AAA on Friday named The Broadmoor as a five-diamond winner for the 39th consecutive year, making the Colorado Springs luxury resort the only hotel to receive the travel organization's highest rating each year since the awards were started in 1976.

"We stand alone in that regard, which is something that I think we can take some extra pride in," said Broadmoor president and CEO Steve Bartolin.

The Broadmoor is one of four Colorado hotels to receive five diamonds from AAA as part of its 2015 ratings. The others are the Little Nell in Aspen and the Ritz-Carlton and Four Seasons in Denver - with the Four Seasons being new to the list.

Meanwhile, AAA named The Broadmoor's Penrose Room restaurant as a five-diamond winner for the eighth straight year. It's the only Colorado restaurant to receive five diamonds.

The Broadmoor, on Colorado Springs' southwest side, is the internationally known "Grand Dame of the Rockies" that's played host to presidents, celebrities and foreign dignitaries since it was founded by mining magnate Spencer Penrose in 1918.

With 776 rooms and sitting on a campus at the foot of Cheyenne Mountain, the hotel features golf, tennis, pools, restaurants, shopping and a spa, among other amenities. In recent years, it's added wilderness retreats on top of Cheyenne Mountain and in the Pike National Forest, which allow guests to hike, fish and enjoy other outdoor activities while staying in rustic Broadmoor-style accommodations.

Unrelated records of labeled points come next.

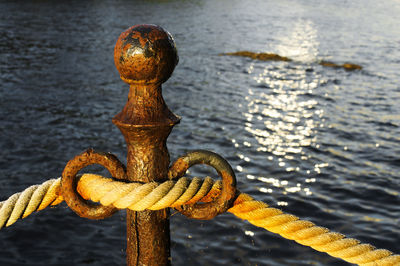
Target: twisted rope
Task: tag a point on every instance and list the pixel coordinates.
(155, 196)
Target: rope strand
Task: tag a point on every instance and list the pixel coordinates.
(155, 196)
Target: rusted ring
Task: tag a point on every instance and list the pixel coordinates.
(206, 211)
(69, 182)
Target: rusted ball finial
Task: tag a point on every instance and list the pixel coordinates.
(145, 54)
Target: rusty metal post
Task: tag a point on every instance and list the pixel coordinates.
(145, 56)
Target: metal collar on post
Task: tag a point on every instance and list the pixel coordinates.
(145, 56)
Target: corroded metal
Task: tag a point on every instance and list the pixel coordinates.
(224, 201)
(145, 56)
(70, 179)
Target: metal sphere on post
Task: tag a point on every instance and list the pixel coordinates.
(145, 56)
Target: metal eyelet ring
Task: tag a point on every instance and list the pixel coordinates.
(69, 182)
(206, 211)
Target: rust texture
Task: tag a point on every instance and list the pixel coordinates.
(228, 194)
(70, 179)
(145, 56)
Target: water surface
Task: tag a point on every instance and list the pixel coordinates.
(320, 143)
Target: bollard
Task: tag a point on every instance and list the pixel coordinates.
(145, 56)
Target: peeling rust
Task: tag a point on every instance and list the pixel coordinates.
(224, 201)
(145, 56)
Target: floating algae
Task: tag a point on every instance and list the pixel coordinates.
(276, 57)
(260, 56)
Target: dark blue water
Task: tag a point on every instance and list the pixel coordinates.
(320, 143)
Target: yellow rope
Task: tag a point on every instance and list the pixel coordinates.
(156, 196)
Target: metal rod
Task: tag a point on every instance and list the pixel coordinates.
(145, 56)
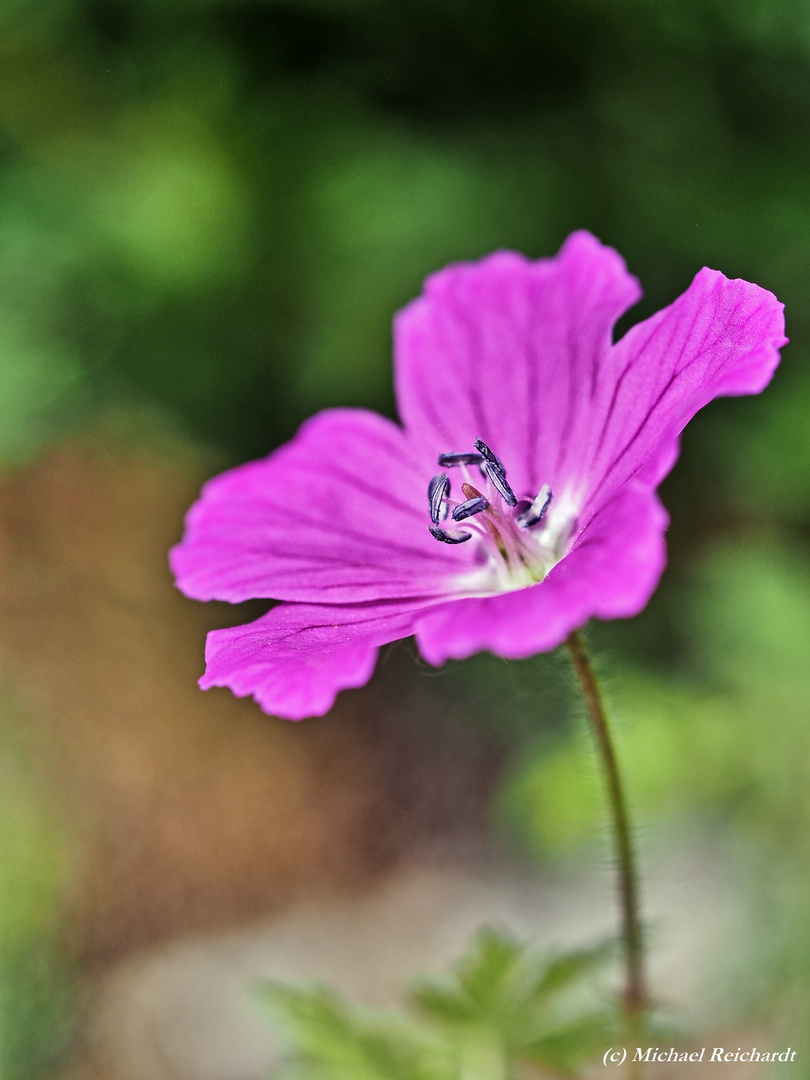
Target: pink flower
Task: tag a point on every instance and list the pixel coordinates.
(517, 499)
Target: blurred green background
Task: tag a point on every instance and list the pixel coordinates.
(210, 211)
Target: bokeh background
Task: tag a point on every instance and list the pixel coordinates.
(208, 212)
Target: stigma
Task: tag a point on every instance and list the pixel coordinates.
(513, 541)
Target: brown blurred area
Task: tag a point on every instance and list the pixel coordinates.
(189, 810)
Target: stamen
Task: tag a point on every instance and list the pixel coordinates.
(439, 490)
(499, 482)
(448, 537)
(471, 507)
(447, 460)
(488, 456)
(536, 511)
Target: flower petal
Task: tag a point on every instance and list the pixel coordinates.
(610, 572)
(339, 514)
(295, 659)
(720, 337)
(505, 349)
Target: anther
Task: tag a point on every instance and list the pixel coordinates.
(439, 490)
(447, 460)
(536, 511)
(493, 459)
(448, 537)
(499, 483)
(471, 507)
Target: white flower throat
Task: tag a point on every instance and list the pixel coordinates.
(514, 541)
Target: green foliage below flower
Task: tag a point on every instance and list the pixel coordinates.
(500, 1012)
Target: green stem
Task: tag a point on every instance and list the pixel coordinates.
(635, 995)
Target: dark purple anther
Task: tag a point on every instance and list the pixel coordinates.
(447, 460)
(471, 507)
(499, 482)
(448, 537)
(439, 489)
(493, 459)
(536, 511)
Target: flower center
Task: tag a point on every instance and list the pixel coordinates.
(514, 539)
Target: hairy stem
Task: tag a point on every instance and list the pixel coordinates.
(635, 995)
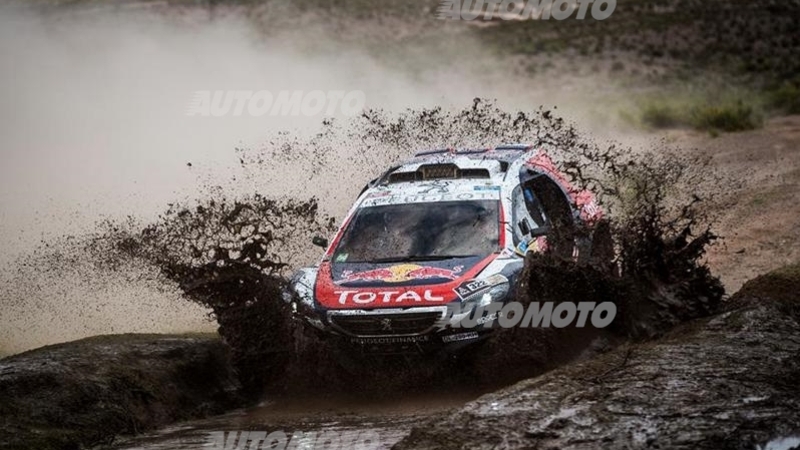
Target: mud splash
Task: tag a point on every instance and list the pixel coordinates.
(232, 255)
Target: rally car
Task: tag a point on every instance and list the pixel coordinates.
(447, 228)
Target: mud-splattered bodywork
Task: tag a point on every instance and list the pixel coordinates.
(449, 227)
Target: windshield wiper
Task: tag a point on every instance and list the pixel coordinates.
(418, 258)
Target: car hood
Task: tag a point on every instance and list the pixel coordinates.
(393, 285)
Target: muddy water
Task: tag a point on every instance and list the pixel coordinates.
(388, 421)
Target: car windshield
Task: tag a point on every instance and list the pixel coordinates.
(420, 231)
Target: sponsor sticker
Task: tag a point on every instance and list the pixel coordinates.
(401, 273)
(460, 337)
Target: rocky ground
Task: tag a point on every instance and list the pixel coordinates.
(730, 381)
(84, 393)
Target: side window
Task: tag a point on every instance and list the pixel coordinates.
(519, 214)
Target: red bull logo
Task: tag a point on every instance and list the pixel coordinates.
(401, 273)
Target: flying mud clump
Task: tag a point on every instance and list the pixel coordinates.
(229, 256)
(233, 256)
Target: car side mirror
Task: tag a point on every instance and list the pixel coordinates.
(524, 227)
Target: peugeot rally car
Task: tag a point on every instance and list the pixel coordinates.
(446, 228)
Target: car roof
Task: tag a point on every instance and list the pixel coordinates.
(456, 165)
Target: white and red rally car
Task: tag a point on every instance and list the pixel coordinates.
(446, 227)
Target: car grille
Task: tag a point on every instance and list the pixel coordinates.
(386, 324)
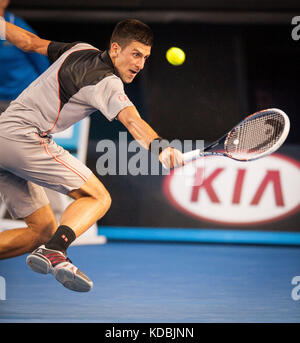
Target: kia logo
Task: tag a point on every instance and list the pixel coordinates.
(228, 192)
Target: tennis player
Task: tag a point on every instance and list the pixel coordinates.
(80, 81)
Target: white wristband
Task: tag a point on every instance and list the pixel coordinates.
(2, 28)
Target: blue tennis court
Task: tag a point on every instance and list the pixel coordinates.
(160, 282)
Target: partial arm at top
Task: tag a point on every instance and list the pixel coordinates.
(25, 40)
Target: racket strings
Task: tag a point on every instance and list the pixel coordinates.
(254, 136)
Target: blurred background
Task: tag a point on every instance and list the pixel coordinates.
(241, 57)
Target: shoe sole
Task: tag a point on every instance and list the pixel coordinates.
(39, 264)
(72, 281)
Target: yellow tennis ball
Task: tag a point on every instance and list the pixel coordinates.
(175, 56)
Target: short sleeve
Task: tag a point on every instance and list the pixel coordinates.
(56, 49)
(109, 97)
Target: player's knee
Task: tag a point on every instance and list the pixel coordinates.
(104, 200)
(41, 234)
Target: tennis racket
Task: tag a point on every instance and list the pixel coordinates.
(256, 136)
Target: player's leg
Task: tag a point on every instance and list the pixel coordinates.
(41, 225)
(25, 200)
(91, 202)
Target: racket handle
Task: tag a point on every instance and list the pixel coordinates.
(191, 155)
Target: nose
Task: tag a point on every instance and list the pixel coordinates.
(141, 64)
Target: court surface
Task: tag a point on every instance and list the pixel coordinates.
(160, 282)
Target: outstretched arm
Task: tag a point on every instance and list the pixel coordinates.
(25, 40)
(144, 134)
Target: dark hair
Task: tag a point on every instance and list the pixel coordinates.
(129, 30)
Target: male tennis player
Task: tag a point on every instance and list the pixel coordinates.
(81, 80)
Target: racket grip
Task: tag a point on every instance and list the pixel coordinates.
(191, 155)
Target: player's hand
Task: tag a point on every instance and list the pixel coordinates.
(171, 158)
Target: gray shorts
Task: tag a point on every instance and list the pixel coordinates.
(27, 165)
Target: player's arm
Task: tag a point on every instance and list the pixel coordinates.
(25, 40)
(145, 135)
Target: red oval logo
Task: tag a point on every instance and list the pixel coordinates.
(228, 192)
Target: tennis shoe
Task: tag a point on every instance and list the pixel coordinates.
(46, 261)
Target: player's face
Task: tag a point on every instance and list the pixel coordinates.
(129, 60)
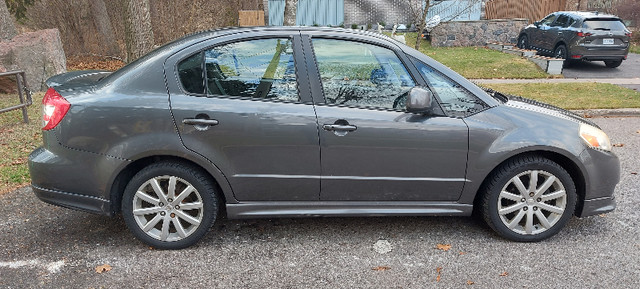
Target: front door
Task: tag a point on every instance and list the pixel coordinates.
(371, 148)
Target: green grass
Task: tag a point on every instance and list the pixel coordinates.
(17, 140)
(574, 95)
(635, 48)
(480, 62)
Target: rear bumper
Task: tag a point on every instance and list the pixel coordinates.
(599, 53)
(79, 202)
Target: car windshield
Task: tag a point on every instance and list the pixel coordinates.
(604, 24)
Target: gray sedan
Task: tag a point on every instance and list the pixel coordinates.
(299, 122)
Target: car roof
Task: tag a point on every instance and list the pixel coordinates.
(589, 14)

Besides AAA's five diamonds, the Forbes Travel Guide (previously known as the Mobil Travel Guide) has awarded The Broadmoor its highest rating of five stars for 54 straight years.

Despite being the only hotel to receive five diamonds for nearly four decades, Bartolin said The Broadmoor can't take the recognition for granted. Guests expect superior service and accommodations, while competition among luxury resorts is fierce.

"It is a race without a finish line," Bartolin said. "And the bar raises. The standards get more and more lofty and stringent, the expectations - as time goes forward - are higher.

"You can't rest," he added. "The minute you think you can rest on your laurels, forget it."

While The Broadmoor has spent more than $130 million on upgrades in recent years, guest rooms and other physical facilities make up only 25 percent of AAA's ratings, while the rest is based on service, Bartolin said. That's why a housekeeper assigned to a room will know not just the names of guests, but their children's names and even that of their dog.

"Those are the kind of things that set you apart," Bartolin said. "It really gets down to the people."

The Broadmoor is owned by the Denver-based Anschutz Corp., whose Clarity Media Group owns The Gazette.

Florida-based AAA rates properties each year in the United States, Canada, Mexico and the Caribbean. Properties first must pass unannounced on-site evaluations to become AAA approved; they're then rated from one to five diamonds based on services, facilities and amenities.

In addition to The Broadmoor's five diamonds, three area hotels repeated as four-diamond properties: The Cliff House in Manitou Springs and the Cheyenne Mountain Resort and The Mining Exchange, A Wyndham Grand Hotel, in Colorado Springs.

AAA also named The Broadmoor's Summit and The Cliff House Dining Room as repeat four-diamond restaurants.